The Re-Ignited EQUAL RIGHTS AMENDMENT

The Re-Ignited EQUAL RIGHTS AMENDMENT
ERA is BACK ~~!!

Monday, April 26, 2010

A POSSIBLY HUGE WIN FOR WOMEN WORKERS ! Stay tuned.

Court: Wal-Mart to face massive class-action suit

By PAUL ELIAS Associated Press Writer The Associated Press
Monday, April 26, 2010 9:22 PM EDT

[Editor's note (SandyO): This is why Wal-Mart and other of Corporate America refuse to let their funded candidates to government offices hear the Equal Rights Amendment bills--they don't want to held accountable in court for sex discrimination that's very well-covered up. Read to the bottom to see the lengths to which they will go to maintain profitable discrimination. And this is why we practice what we preach:
DON'T BUY A THING FROM WAL-MART. WE DON'T, AND HAVEN'T SINCE 2001.]
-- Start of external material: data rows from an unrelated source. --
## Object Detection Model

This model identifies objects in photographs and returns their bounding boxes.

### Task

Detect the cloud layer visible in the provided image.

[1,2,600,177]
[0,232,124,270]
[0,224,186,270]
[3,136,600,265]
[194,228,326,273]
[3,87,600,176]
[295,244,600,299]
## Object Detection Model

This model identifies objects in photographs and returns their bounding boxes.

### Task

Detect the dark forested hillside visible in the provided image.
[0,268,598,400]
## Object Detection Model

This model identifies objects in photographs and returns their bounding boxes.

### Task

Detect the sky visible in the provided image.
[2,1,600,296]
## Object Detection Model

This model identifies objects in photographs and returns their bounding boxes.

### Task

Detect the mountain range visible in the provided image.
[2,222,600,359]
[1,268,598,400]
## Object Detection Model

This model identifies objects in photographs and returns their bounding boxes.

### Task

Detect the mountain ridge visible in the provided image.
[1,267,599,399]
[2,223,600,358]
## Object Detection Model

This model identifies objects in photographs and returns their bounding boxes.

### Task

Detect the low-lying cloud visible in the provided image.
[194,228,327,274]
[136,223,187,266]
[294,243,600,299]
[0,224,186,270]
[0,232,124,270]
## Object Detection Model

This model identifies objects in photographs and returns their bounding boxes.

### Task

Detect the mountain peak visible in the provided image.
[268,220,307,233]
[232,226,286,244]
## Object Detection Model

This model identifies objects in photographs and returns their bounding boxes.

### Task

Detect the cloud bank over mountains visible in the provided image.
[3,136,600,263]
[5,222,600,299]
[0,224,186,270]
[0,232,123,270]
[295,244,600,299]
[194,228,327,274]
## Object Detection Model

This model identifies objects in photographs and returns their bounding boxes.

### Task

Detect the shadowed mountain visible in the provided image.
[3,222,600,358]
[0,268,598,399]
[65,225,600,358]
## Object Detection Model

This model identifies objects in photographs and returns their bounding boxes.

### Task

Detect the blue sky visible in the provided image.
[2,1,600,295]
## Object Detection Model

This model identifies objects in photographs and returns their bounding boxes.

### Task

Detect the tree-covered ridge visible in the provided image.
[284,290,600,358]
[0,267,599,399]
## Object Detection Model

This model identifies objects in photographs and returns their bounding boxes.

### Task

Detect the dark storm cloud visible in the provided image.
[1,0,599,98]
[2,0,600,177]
SAN FRANCISCO (AP) — A sharply divided federal appeals court on Monday exposed Wal-Mart Stores Inc. to billions of dollars in legal damages when it ruled a massive class action lawsuit alleging gender discrimination over pay for female workers can go to trial.

In its 6-5 ruling, the 9th Circuit U.S. Court of Appeals said the world's largest private employer will have to face charges that it pays women less than men for the same jobs and that female employees receive fewer promotions and have to wait longer for those promotions than male counterparts.

The retailer has fiercely fought the lawsuit since it was first filed by six women in federal court in San Francisco in 2001 and said it would appeal the decision to the U.S. Supreme Court.

The ruling "opens up every company in America that has employees to class actions like this," said Theodore Boutrous, the company's lead lawyer on the largest gender bias class action in U.S. history.

The appeals court upheld a lower court ruling allowing the lawsuit to go forward as a class action, which attorneys for the Wal-Mart employees said encompasses more than 1 million women. Wal-Mart disputes that figure and asserts fewer than 500,000 women are covered by the decision Monday.

Either way, the company could lose billions of dollars if it is found liable and required to fork over back pay to the affected women.

The appeals court did order the trial court judge to reconsider two important issues that would alter any potential pay out.

U.S. District Court Judge Vaughn Walker in San Francisco was told to determine the appropiateness of punitive damages and whether former employees at the time of the 2001 filing of the lawsuit should be part of the class action. The case was transferred to Walker after the resignation of U.S. District Court Judge Martin Jenkins, who ruled against Wal-Mart on those two issues.

Wal-Mart employs 1.4 million employees in the United States and 2.1 million workers in 8,000 stores worldwide, and argued that the conventional rules of class action suits should not apply because each outlet operates as an independent business. Since it doesn't have a companywide policy of discrimination, Wal-Mart argued that women alleging gender bias should file individual lawsuits against individual stores.